Don’t Divide Our Community: 10/28/21
On October 11, 2021, the Ad Hoc Committee comprised of Vice Chair Rita Moreno, Adriana Lim, Patrice Marshall McKenzie, and Delano Yarbrough met with redistricting consultants David Ely and Kristen Parks, and City Clerk, Mark Jomsky. David Ely led the group in a review of the proposed changes to district boundaries based on map variations discussed at the October 9, 2021 Redistricting Task Force meeting. As part of the review, the consultants provided a breakdown of proposed changes that included the total number of people that would move districts, the demographic composition of those affected, the geographic details of each adjustment, the number of voters that would change voting cycles, and whether the proposed change in population fit within the character of the existing district. “Walking through the proposed changes in the different map variations was extremely helpful,” said Marshall McKenzie.
The general discussion and consensus of the Ad Hoc Committee was to minimize changes to Districts 1, 3, and 5, and to a lesser extent District 2, given the apparent undercount in the 2020 census that disproportionately affected the Black and Latino communities. The 10% deviation map was reviewed with the committee appreciating the ability to focus in on geographic details of each boundary adjustment.
At least one Ad Hoc Committee member agreed that that the 10% deviation minimal change map appears to be the most attractive given the minor adjustments in area and population throughout the City, while still meeting the legal requirements and criteria for redistricting. Marshall McKenzie noted that it was more important to consider and mitigate the impacts of redistricting on communities rather than achieving mathematically balanced districts.
The ad hoc committee was sensitive to the proposed potential shifts in boundaries dividing communities or crossing natural barriers, such as freeways or thoroughfares or other neighborhood landmarks. Specifically, there were questions raised in the review of the 5% deviation map regarding the demographic data for some of the areas that would be added to northwest districts, particularly those showing a greater non-Hispanic white and/or Asian population adjustment (noted as examples were adjustments from District 6 to District 3 and District 2 to District 5).

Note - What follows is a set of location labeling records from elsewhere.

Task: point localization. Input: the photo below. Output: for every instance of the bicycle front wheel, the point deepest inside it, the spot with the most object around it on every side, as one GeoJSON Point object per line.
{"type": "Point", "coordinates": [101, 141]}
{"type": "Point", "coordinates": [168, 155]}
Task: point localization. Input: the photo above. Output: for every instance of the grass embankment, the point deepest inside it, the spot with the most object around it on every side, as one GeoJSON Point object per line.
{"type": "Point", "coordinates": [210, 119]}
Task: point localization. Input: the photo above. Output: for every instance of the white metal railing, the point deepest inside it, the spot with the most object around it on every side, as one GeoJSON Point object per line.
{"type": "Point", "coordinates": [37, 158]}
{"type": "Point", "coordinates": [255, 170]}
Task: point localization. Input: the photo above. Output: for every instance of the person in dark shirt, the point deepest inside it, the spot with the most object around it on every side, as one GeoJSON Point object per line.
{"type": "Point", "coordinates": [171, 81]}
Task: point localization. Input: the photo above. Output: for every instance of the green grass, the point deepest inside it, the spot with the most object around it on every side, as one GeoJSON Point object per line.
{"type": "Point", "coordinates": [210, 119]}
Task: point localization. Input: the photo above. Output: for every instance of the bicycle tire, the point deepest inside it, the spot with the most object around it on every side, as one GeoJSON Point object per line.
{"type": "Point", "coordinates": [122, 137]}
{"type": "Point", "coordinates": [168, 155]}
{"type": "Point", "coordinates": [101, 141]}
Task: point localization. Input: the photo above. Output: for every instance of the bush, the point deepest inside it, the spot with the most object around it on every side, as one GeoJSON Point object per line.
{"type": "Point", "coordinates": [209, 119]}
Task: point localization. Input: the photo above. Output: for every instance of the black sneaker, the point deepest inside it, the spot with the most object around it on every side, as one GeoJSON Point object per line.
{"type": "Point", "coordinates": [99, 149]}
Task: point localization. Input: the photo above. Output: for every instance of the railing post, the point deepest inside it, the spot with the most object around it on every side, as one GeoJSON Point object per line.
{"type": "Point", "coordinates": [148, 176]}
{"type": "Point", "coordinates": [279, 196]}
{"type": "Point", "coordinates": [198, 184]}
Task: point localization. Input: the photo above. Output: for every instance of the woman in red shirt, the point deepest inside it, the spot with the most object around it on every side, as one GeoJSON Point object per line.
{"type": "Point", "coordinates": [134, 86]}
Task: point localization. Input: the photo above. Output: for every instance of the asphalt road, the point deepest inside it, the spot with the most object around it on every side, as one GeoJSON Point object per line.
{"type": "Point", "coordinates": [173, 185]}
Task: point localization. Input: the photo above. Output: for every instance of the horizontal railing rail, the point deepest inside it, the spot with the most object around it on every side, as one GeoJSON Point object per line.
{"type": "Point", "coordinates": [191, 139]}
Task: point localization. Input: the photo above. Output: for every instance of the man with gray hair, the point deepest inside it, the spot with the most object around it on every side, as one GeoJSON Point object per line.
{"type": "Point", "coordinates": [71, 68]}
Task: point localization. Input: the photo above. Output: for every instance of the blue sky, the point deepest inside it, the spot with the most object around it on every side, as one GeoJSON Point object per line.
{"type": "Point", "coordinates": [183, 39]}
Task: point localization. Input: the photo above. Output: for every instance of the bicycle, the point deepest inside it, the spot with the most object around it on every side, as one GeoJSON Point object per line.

There was also concern regarding the 5% deviation map boundary change of District 3 to District 1 (Washington Blvd, 210 Freeway, Hammond St, and Sunset Ave), suggesting that this area would be disconnected from the rest of District 1, with the 210 Freeway and Washington Blvd. creating noticeable separation between the new proposed area and the district. A similar concern was raised with the 1% deviation map, which shifted a larger area from District 3 to District 1 (Washington, 210 Fwy, Mountain St, and Sunset Ave), citing the same issue of disconnection with the rest of District 1.
Regarding the proposed Central District in mapping Options A and B, the Ad Hoc Committee was very concerned with the impacts these changes would have on communities of interest in Districts 1, 2, 3, and 5. There were also concerns raised regarding the potential shifting of large numbers of people into new districts.
The Ad Hoc Committee found these proposals unacceptable in the way that neighborhoods were reconfigured, thus creating unduly significant changes to the northwest area of the City.
As proposed, Downtown Options A and B would impact the Northwest Pasadena by splitting neighborhoods and communities of interest in an unfair manner and further burden the area north and east of the 210 freeway. Task Force member, Delano Yarbrough, gave brief historical context to the disenfranchisement and institutional racism that occurred in Northwest Pasadena. Communities of color are still feeling the remnants of decision that were made 60 years ago as it pertains to development decisions, school desegregation practices, the construction of the 210 freeway, and the continued enforcement of de facto housing covenants. We see the remnants of those prior decisions in today’s redistricting maps.
With regard to the footprint and historical demographics that lead to the shaping of Districts 3 and 5, it was explained by the consultant that District 3 was drawn in a way to retain pockets of the black community within one district as a community of interest. Since it was not the charge of the Ad Hoc Committee to draw a possible new footprint for these districts, it was noted that there may or may not be better options to address the history or current shape of these two districts.
Yarbrough voiced his concern that communities that have been traditionally disenfranchised do not necessarily have the instinctive political astuteness demonstrated by other groups; yet the most adverse impacts seem to affect the most disenfranchised the most. When it comes to redistricting, the communities who have been less vocal, will bear the heaviest burden of decisions, good or bad.